Sciatica is about the pain that radiates along the path of the sciatic nerve, which
branches from the lower back through the hips, buttocks and down both legs. Typically,
sciatica affects only one side of the body.
Sciatica commonly occurs when the herniated disk, bone spur on the spine or narrowing
of the spine (spinal stenosis) compresses the part of your nerve. Thus causes inflammation, pain and constant numbness in the affected leg. Though the pain connected with sciatica back pain can be severe, most cases can be cured with non-operative treatments in a couple of weeks. Individuals who have acute sciatica that’s associated with significant leg weakness or bowel or bladder inconsistencies might be a target for surgery.
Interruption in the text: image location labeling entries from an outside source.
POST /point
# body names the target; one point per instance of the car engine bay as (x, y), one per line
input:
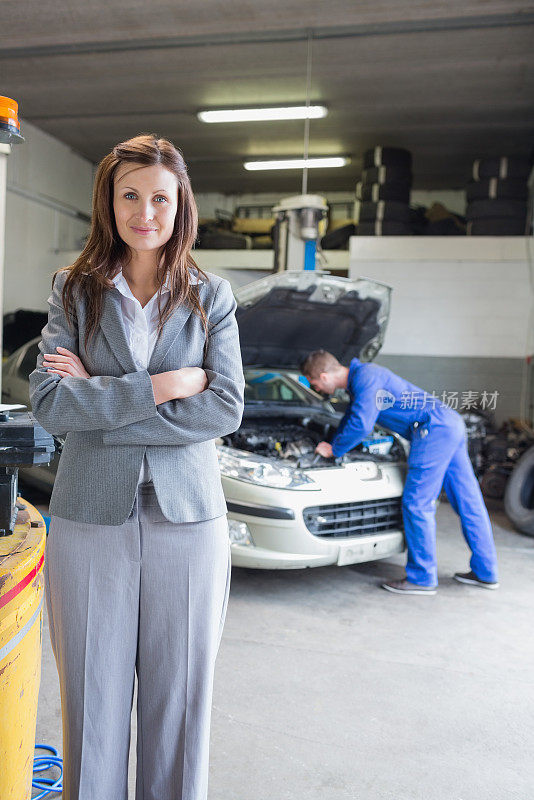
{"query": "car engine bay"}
(295, 440)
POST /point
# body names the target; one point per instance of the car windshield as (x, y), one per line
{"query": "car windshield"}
(274, 387)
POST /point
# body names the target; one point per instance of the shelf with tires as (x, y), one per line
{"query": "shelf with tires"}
(497, 197)
(384, 192)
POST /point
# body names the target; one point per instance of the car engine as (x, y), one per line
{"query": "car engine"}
(295, 441)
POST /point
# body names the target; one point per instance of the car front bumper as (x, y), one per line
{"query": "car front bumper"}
(280, 538)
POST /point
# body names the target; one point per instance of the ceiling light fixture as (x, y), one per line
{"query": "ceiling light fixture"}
(298, 163)
(263, 114)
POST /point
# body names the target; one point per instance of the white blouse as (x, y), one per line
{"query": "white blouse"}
(141, 324)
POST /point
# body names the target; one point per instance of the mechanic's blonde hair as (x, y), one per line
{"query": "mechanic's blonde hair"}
(317, 362)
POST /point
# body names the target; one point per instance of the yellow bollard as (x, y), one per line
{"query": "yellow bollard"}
(21, 622)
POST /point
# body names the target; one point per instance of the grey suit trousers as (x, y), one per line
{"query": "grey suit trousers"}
(148, 596)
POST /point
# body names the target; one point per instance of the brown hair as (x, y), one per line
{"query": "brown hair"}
(93, 270)
(317, 362)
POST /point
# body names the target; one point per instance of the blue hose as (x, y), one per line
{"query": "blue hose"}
(42, 764)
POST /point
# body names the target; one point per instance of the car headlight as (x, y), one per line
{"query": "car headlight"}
(239, 533)
(247, 467)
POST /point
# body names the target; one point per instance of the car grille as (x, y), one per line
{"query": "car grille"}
(354, 519)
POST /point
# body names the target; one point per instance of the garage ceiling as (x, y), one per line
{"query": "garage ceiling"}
(451, 81)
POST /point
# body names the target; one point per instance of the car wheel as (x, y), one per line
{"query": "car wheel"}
(519, 494)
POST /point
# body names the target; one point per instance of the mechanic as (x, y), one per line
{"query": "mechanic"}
(438, 458)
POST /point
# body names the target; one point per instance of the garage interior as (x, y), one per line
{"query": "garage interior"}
(325, 687)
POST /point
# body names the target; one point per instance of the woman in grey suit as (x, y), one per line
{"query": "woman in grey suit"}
(140, 368)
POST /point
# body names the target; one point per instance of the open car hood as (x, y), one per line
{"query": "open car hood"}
(284, 317)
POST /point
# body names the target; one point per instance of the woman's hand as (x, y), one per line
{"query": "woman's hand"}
(65, 363)
(178, 384)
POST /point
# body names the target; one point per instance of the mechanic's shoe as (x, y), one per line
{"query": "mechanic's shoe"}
(405, 587)
(472, 580)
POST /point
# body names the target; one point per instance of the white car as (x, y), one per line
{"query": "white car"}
(287, 507)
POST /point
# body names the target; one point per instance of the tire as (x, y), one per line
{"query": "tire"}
(495, 188)
(519, 494)
(497, 227)
(373, 192)
(450, 226)
(484, 209)
(387, 175)
(387, 157)
(384, 210)
(382, 229)
(504, 167)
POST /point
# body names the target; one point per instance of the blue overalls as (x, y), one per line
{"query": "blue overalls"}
(438, 458)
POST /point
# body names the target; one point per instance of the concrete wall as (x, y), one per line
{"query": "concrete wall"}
(461, 315)
(48, 195)
(209, 203)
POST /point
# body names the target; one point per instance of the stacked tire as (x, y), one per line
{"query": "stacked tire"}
(497, 197)
(384, 192)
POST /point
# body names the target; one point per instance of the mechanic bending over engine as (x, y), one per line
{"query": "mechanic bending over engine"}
(438, 458)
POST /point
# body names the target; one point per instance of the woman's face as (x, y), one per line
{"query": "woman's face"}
(145, 200)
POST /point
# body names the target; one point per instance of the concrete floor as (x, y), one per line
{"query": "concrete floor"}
(328, 688)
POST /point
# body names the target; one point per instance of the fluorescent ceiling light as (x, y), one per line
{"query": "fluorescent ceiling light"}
(297, 163)
(262, 114)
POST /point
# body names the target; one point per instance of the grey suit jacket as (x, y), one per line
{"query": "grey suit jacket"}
(111, 419)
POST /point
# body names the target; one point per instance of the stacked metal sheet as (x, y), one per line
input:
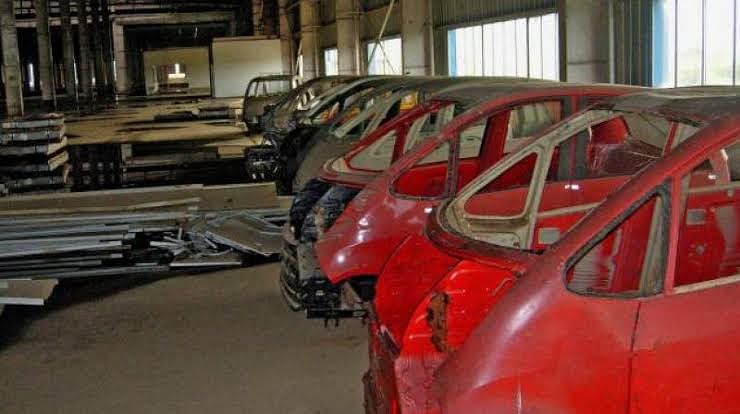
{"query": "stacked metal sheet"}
(33, 156)
(94, 245)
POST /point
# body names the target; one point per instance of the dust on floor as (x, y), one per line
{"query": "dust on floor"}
(221, 342)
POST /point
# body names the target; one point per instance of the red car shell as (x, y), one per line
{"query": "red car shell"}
(375, 223)
(541, 347)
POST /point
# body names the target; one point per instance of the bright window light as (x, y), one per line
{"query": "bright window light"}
(525, 47)
(388, 58)
(695, 42)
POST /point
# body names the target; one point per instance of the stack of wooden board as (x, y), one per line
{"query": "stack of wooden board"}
(33, 156)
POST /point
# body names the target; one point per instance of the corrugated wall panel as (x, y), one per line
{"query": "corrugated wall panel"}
(633, 42)
(460, 12)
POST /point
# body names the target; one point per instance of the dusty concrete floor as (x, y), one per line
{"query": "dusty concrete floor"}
(220, 343)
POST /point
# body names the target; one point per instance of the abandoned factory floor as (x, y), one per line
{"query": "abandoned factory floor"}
(221, 342)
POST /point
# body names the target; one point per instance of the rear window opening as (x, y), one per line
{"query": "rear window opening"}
(550, 184)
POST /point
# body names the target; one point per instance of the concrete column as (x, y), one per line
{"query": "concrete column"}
(257, 14)
(97, 43)
(107, 52)
(68, 50)
(348, 36)
(46, 77)
(586, 56)
(11, 60)
(83, 64)
(119, 51)
(416, 37)
(310, 37)
(286, 38)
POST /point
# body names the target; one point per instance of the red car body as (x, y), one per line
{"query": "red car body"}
(549, 346)
(395, 205)
(321, 200)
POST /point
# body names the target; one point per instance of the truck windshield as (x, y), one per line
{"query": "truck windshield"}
(530, 198)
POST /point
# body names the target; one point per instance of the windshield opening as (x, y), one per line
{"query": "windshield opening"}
(532, 197)
(379, 155)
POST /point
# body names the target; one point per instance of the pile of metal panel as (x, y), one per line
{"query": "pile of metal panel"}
(137, 232)
(94, 245)
(33, 156)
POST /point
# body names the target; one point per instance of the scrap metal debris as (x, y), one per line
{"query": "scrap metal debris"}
(33, 156)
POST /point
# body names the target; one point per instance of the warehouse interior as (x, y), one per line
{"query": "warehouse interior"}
(213, 205)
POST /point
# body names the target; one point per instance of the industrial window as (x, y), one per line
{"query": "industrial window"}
(525, 47)
(387, 59)
(331, 62)
(695, 42)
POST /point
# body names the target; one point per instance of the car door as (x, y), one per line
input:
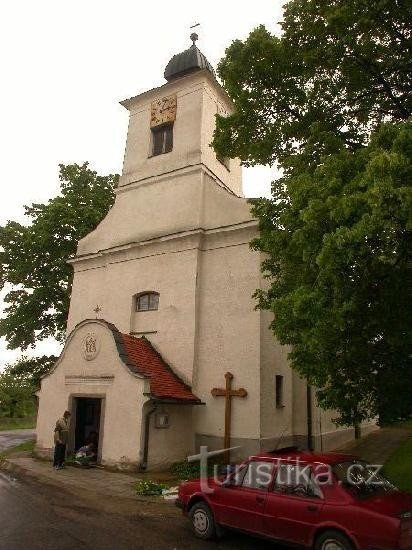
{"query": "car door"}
(293, 505)
(240, 503)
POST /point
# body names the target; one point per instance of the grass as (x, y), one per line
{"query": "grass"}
(26, 423)
(399, 466)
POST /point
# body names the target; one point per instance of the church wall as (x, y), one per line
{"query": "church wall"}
(138, 162)
(276, 421)
(107, 377)
(159, 268)
(156, 208)
(228, 340)
(172, 444)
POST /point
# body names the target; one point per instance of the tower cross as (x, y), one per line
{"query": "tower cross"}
(97, 310)
(228, 393)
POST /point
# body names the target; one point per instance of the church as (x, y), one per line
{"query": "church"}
(165, 349)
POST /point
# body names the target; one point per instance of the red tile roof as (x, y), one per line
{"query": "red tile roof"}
(164, 383)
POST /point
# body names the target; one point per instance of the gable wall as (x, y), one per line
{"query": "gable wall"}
(122, 392)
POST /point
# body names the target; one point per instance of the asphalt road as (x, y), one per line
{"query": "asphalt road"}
(42, 517)
(11, 439)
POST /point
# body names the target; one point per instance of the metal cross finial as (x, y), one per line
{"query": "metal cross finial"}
(194, 36)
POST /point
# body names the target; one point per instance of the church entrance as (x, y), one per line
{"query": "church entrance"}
(88, 416)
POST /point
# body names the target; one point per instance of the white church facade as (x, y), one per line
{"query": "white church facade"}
(172, 272)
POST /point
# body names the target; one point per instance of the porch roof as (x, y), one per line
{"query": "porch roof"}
(165, 384)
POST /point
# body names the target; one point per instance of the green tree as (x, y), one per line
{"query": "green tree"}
(339, 69)
(33, 257)
(31, 369)
(336, 229)
(16, 394)
(337, 246)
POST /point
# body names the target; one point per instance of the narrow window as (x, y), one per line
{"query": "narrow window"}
(224, 160)
(279, 391)
(162, 139)
(149, 301)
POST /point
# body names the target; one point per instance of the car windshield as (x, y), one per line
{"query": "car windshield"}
(362, 479)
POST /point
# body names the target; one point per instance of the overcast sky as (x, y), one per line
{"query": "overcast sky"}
(66, 65)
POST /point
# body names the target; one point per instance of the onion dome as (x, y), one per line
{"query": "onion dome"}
(186, 62)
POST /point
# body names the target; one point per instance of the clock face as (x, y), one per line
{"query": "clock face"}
(221, 110)
(163, 111)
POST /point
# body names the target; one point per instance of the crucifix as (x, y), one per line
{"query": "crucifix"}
(228, 393)
(97, 310)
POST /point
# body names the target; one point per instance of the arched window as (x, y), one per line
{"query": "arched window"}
(147, 301)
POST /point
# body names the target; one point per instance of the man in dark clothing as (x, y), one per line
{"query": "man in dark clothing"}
(61, 437)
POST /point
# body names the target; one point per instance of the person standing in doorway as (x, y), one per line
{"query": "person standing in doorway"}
(61, 437)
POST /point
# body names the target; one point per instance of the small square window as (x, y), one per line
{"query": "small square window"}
(147, 302)
(162, 420)
(162, 139)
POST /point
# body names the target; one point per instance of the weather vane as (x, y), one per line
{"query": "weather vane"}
(194, 36)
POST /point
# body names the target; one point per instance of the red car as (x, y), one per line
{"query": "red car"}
(325, 501)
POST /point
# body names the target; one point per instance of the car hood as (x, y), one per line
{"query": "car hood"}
(390, 504)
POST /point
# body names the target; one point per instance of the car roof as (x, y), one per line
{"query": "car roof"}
(292, 454)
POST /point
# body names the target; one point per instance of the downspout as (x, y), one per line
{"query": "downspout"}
(146, 433)
(309, 417)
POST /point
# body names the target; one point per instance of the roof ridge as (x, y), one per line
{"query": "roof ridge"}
(163, 364)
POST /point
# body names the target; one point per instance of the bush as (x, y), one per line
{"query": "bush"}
(148, 487)
(191, 470)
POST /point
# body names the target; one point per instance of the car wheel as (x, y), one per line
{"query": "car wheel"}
(202, 520)
(333, 540)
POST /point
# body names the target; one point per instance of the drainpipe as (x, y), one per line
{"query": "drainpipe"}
(148, 415)
(309, 417)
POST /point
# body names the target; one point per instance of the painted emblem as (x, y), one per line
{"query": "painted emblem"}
(91, 346)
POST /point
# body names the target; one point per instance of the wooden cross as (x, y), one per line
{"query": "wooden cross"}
(97, 310)
(228, 393)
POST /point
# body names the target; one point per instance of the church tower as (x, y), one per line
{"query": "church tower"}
(173, 274)
(173, 195)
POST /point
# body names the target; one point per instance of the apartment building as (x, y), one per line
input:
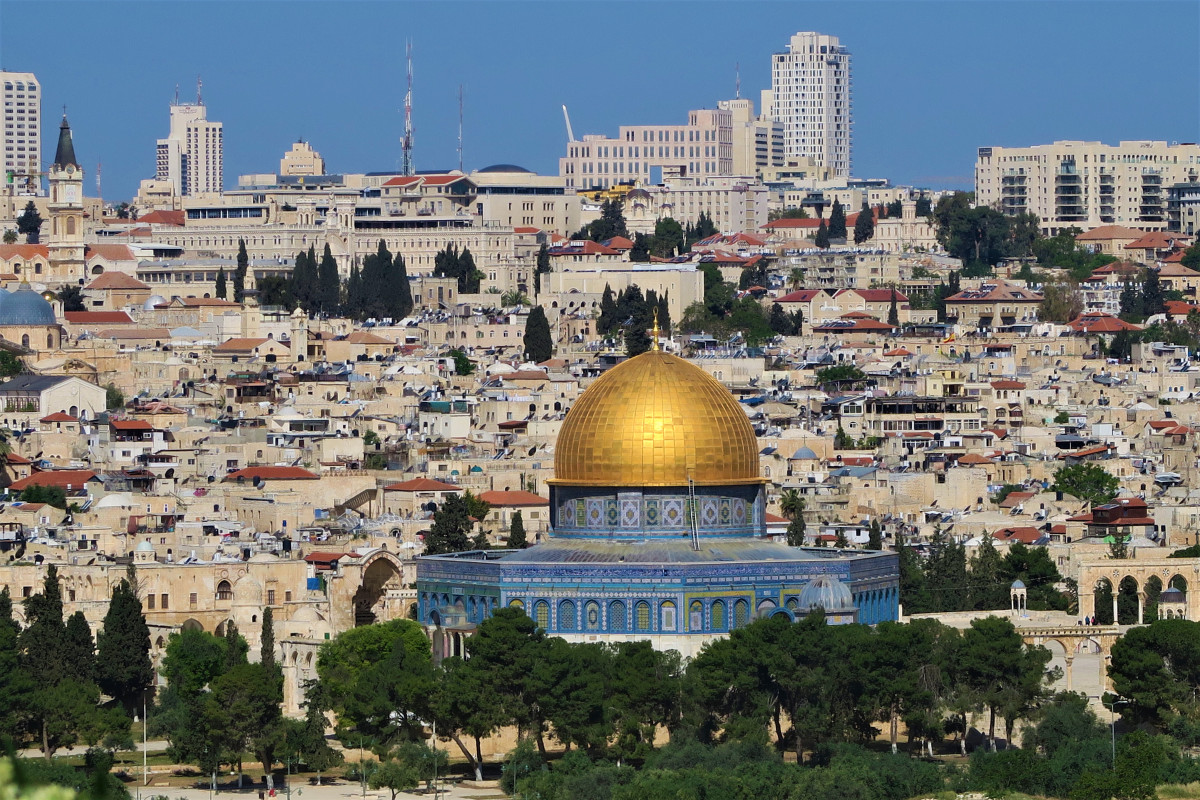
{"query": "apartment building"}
(1086, 184)
(702, 148)
(22, 137)
(191, 157)
(733, 204)
(757, 140)
(810, 95)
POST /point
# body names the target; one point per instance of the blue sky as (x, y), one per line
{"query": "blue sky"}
(933, 80)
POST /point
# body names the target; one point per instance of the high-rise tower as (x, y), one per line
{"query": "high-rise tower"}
(21, 139)
(192, 155)
(810, 94)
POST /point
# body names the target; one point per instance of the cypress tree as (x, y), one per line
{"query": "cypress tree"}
(267, 645)
(838, 221)
(329, 284)
(864, 226)
(607, 312)
(875, 539)
(353, 307)
(123, 648)
(468, 275)
(538, 343)
(239, 276)
(822, 239)
(79, 649)
(516, 533)
(42, 641)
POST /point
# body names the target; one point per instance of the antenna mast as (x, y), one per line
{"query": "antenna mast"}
(408, 114)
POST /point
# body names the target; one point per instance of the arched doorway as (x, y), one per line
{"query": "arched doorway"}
(371, 599)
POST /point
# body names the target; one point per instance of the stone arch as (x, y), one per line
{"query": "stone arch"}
(377, 596)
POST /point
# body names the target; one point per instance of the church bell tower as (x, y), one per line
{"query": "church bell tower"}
(66, 240)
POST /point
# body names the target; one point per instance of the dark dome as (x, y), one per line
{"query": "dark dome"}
(27, 307)
(505, 168)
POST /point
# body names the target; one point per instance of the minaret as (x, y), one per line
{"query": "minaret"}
(66, 239)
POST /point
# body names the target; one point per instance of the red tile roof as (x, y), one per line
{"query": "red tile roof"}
(273, 474)
(799, 295)
(162, 218)
(24, 252)
(421, 485)
(57, 477)
(131, 425)
(117, 281)
(112, 252)
(514, 498)
(97, 318)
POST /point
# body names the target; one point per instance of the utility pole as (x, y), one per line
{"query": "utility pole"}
(407, 168)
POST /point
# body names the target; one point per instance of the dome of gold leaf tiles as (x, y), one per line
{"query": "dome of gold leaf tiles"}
(657, 420)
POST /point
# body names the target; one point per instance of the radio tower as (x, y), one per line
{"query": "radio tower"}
(460, 127)
(408, 114)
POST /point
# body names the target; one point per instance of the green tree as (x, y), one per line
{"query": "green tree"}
(123, 648)
(329, 284)
(29, 223)
(71, 296)
(516, 533)
(1191, 258)
(822, 238)
(1089, 482)
(669, 238)
(450, 531)
(538, 343)
(837, 221)
(114, 400)
(875, 537)
(864, 226)
(239, 276)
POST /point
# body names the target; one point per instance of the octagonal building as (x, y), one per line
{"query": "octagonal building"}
(658, 530)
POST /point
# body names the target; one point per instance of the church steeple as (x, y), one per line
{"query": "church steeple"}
(65, 154)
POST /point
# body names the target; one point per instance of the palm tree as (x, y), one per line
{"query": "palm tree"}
(791, 504)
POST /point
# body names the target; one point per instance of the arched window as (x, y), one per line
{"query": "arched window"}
(617, 620)
(592, 615)
(541, 614)
(642, 615)
(568, 618)
(667, 615)
(741, 613)
(719, 620)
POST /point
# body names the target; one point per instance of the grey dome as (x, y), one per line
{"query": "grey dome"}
(505, 168)
(27, 307)
(827, 593)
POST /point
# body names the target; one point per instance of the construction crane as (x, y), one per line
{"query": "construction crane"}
(570, 133)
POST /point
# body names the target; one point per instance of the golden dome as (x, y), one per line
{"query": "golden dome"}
(657, 420)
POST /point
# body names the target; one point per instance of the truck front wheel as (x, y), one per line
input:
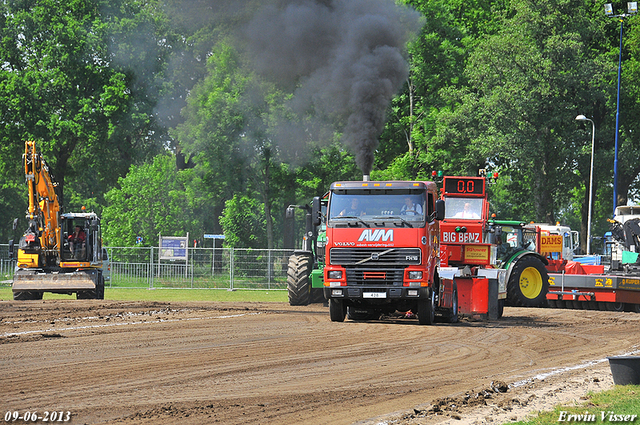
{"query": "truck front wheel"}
(337, 310)
(298, 282)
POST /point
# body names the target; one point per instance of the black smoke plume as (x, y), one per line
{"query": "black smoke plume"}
(343, 60)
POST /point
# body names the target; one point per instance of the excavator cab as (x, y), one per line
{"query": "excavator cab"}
(81, 240)
(75, 240)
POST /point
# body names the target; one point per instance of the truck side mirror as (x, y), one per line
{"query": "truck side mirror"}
(316, 212)
(439, 209)
(290, 213)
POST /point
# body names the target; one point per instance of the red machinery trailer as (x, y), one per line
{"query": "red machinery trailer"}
(615, 287)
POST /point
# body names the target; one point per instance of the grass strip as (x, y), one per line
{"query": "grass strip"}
(143, 294)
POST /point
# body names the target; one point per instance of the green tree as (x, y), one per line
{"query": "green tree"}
(243, 223)
(80, 78)
(151, 199)
(526, 83)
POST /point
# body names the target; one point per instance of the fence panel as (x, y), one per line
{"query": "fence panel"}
(226, 268)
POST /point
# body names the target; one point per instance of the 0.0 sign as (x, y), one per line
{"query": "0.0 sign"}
(464, 185)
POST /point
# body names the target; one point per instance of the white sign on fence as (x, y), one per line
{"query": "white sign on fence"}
(174, 247)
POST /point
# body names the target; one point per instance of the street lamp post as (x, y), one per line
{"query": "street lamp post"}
(593, 138)
(632, 9)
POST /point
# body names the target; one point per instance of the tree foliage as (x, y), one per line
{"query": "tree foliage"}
(160, 106)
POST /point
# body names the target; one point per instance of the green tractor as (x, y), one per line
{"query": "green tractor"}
(527, 277)
(305, 273)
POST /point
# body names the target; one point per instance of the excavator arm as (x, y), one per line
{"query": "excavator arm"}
(43, 213)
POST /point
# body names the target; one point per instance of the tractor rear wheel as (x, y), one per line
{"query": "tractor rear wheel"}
(427, 308)
(337, 310)
(298, 281)
(528, 284)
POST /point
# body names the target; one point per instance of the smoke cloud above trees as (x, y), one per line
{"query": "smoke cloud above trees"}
(342, 60)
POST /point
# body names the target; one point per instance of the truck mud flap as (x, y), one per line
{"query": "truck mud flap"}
(80, 280)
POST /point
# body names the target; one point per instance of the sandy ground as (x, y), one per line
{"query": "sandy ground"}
(110, 362)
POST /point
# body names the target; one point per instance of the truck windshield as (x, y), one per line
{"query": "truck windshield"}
(463, 208)
(373, 208)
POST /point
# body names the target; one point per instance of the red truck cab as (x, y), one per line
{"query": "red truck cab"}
(382, 250)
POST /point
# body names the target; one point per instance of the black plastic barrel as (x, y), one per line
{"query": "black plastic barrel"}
(625, 370)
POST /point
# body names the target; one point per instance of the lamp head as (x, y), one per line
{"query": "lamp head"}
(608, 9)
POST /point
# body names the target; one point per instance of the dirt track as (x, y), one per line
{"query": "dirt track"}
(200, 363)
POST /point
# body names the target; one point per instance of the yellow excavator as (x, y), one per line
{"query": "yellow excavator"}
(59, 253)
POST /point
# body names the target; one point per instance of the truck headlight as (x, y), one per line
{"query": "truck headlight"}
(334, 274)
(415, 275)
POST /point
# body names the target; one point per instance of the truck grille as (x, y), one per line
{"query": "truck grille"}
(377, 276)
(375, 257)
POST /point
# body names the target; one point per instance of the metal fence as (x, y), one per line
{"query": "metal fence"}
(222, 268)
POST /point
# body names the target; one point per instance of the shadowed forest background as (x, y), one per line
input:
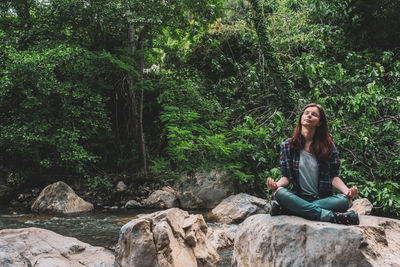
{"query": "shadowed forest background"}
(153, 89)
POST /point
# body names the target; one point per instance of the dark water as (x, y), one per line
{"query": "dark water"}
(99, 228)
(96, 228)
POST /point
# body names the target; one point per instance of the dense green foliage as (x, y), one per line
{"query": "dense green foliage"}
(93, 88)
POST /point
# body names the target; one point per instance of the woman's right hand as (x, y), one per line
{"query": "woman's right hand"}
(271, 184)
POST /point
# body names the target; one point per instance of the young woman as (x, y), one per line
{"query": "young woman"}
(310, 161)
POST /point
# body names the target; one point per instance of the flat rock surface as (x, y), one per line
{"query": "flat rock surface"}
(237, 208)
(262, 240)
(172, 238)
(44, 248)
(59, 198)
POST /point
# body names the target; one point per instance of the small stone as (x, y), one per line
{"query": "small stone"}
(121, 187)
(133, 204)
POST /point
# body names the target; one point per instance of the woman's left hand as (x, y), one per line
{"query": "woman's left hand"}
(352, 192)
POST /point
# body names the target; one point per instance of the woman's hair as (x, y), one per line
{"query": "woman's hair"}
(322, 144)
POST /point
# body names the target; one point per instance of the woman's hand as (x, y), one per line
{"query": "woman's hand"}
(352, 192)
(271, 184)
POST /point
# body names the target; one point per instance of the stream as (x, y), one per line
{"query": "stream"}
(98, 228)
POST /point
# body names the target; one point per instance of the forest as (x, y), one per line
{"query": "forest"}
(156, 88)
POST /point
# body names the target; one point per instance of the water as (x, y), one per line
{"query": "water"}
(99, 228)
(96, 228)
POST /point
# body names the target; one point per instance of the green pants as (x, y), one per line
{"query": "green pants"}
(317, 210)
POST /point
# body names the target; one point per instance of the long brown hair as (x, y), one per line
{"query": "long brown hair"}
(322, 144)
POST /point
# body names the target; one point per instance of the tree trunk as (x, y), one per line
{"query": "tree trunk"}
(136, 112)
(287, 94)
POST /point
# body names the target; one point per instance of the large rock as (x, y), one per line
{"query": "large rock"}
(262, 240)
(42, 248)
(59, 198)
(205, 190)
(165, 238)
(161, 199)
(237, 208)
(221, 237)
(362, 206)
(121, 187)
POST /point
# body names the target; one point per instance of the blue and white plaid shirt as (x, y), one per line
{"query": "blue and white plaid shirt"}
(326, 170)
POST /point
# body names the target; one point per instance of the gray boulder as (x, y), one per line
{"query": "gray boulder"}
(133, 204)
(237, 208)
(221, 237)
(59, 198)
(262, 240)
(121, 187)
(166, 238)
(205, 190)
(42, 248)
(162, 199)
(362, 206)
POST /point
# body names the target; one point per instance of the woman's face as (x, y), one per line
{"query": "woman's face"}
(311, 117)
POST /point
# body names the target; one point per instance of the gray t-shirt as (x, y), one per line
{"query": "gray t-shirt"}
(308, 171)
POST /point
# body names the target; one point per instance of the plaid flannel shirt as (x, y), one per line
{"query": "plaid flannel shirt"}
(326, 170)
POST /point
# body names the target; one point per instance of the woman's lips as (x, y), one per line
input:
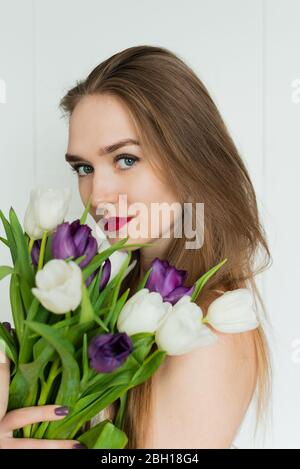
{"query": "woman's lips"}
(115, 223)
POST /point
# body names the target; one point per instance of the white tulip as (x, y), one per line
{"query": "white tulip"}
(59, 286)
(117, 258)
(47, 208)
(143, 312)
(234, 311)
(182, 329)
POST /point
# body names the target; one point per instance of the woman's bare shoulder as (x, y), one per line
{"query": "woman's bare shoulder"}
(207, 392)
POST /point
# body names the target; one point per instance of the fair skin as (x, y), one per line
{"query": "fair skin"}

Lower back pain. Man holding his back in pain. Medical concept.


Pain that radiates from your lower (lumbar) spine all the way to your buttocks and down
the back of your leg is the hallmark of sciatica. You will feel discomfort almost anywhere
along your nerve pathway, but it’s especially likely to follow a path from the low back to
your buttocks and around the back of your thigh & calf.
The pain varies, from mild pain to a sharp, burning feeling or excruciating pain. mostly
it can feel like a jolt or electric shock. It feels worse when you cough or sneeze, and
prolonged sitting can initiate symptoms. normally only one side of the body is affected.
Some people also have numbness, tingling or muscular weakness in the affected leg or
foot. You might feel pain in one part of your leg and numbness in another.

When to consult a doctor for sciatica back pain

Mild sciatica usually fades away over time. Consult your doctor if self-care measures did
not work to ease your symptoms or if your pain is longer than a week, became severe or
progressively gotten worse. Get immediate medical attention if:
• You have sudden, unbearable pain in your low back or leg and numbness or
muscle weakness in your leg
• The pain follows a violent injury, for example, a traffic accident.
• Have trouble controlling your bowels or bladder
• Request an Appointment at Mayo Clinic
• Causes
• Herniated spinal disk
• Herniated disk
• Bone spurs and narrowed disks in the spine
• Bone spurs on the spine

Sciatica occurs when the sciatic nerve was pinched, usually by a herniated disk in your
spine or by an overgrowth of bone (bone spur) on your vertebrae. On most cases, the
nerve can be compressed by a tumor or damaged by illness such as diabetes.

Risk factors

Risk factors for sciatica consist of:

Age. Age-related changes in the spine, such as herniated disks and bone spurs, are the most common causes of sciatica.

Obesity. Maximizing the stress on your spine, excess body weight can endow to the

spinal changes that trigger sciatica.

Occupation. A job that forces you to twist your back, Lift heavy loads or drive a vehicle

for long periods of time might play a role in sciatica, but there’s no relating evidence of

this link.

Prolonged sitting. People who sit for prolonged periods or have a sedentary lifestyle are

more likely to have sciatica than nosy active people are.

Diabetes. This condition, which affects the way your body uses blood sugar, becomes

greater the risk of nerve damage.

Shoulder impingement treatment for the elderly involves manual physical therapy techniques


Although a lot of people recover completely from sciatica, sometimes without

treatment, sciatica back pain can potentially cause irreversible nerve damage. Seek immediate

medical help if you have:

• Loss of feeling in the affected leg

• Weakness that focus the affected leg

• Loss of bowel or bladder function


It’s not always possible to prevent sciatica, and conditions may recur. The following can

play a vital role in protecting your back:

Exercise Daily. To keep your back strong, pay special focus to your core muscles — the

muscles in your core and lower back that are needed for proper posture and alignment.

Ask your doctor to recommend specific tasks.

Practice proper posture when you sit. Choose a seat with good lower back support,

armrests and a swivel base. Make it a habit of placing a pillow or rolled towel on the

base of your back to maintain its natural curve. Mind your knees and hips at level.

Use good body mechanics. If you stand for long periods of time, rest one leg on a stool
or small box in interval. When you lift something heavy, let your lower core do the work.
Move straight up and down. Keep your back straight and curve only at the knees. Keep
the load close to your body. Avoid lifting and twisting at the same time. Look fo a lifting
partner if the object is heavy or awkward.